L’acacia è una pianta bellissima e affascinante, sia per la sua vista che per i suoi strepitosi effetti. La abbiamo già nominata tra le piante mellifere, ma vedremo che non è l’unico suo utilizzo. Vedremo nello specifico quali siano che caratteristiche dell’acacia, com’è composta, come sono le sue foglie, i fiori, i frutti, i suoi utilizzi alimentari, come viene coltivata e anche altre curiosità.
Il nome specifico e scientifico di tale pianta è Robinia pseudoacacia, ma a volte viene definita “robinia” o “gaggia”. Anche se è molto nota e presente sul nostro territorio, non è originaria dell’Italia. Le prime coltivazioni di acacie le troviamo in America del Nord, arrivando da noi in Europa solo nel XVII secolo grazie a Jean Robin. Viene, infatti, da molti definito proverbialmente come “albero di Robin” (ecco perché robinia).

Caratteristiche generali dell’acacia
Essendo una pianta con dei rami che sono ricoperti da aculei robusti, da lì viene il nome vero e proprio della pianta, ossia acacia (in greco “akis” significa “spina”). Si tratta di un albero che appartiene alla famiglia delle Fabacee ed è una specie a foglia caduca, pertanto viene detta comunemente caducifoglia. Questo significa che nell’inverno rimane senza alcuna foglia, a differenza delle piante sempreverdi, come l’olivo o il leccio, che rimangono perennemente con le foglie.
A seconda di dove si trova, la “postura” cambia nettamente: si può passare da un atteggiamento più eretto a uno più cespuglioso se si trova su un terreno meno fertile e brullo. La sua altezza va da un minimo di 25 ad un massimo di 30 metri.

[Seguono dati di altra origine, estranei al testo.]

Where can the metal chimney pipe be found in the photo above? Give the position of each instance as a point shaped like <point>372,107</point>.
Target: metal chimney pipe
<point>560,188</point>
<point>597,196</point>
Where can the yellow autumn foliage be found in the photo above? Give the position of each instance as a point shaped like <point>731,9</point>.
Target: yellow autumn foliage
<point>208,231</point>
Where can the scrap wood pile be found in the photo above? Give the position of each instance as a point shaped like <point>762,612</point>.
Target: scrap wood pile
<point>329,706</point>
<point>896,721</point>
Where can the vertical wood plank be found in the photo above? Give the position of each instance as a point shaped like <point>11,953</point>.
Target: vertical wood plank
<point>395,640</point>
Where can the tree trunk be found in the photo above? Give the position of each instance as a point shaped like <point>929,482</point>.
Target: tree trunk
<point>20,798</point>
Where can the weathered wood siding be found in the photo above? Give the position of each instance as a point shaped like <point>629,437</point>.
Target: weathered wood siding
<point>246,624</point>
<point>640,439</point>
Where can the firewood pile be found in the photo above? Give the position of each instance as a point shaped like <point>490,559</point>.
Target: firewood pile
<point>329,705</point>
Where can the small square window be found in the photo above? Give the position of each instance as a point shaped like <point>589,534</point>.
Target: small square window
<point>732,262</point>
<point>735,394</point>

Il tronco appare sempre piuttosto nodoso, aspetto che lo rende caratteristico ed inconfondibile rispetto a qualsiasi altro albero. La corteggia, quando si trova nel “periodo giovanile”, tende ad avere un colore vicino al marrone rossiccio; quando invece l’albero invecchia, la corteccia assume un colore più simile al grigio scuro.
Fiori, foglie, frutti…e un po’ di miele!
Prima dell’estate (verso il mese di maggio) iniziano a nascere piccoli fiori, dal colore giallo chiaro, che grazie al loro aspetto e in special modo al loro profumo vengono considerati la componente più pregiata dell’acacia. Proprio grazie a tali fiori e alla conseguente impollinazione ad opera delle api, si ottiene il famoso e buonissimo miele d’acacia. Un prodotto, quest’ultimo, splendido per tutte le proprietà che possiede, dalle quali si possono trarre numerosi benefici.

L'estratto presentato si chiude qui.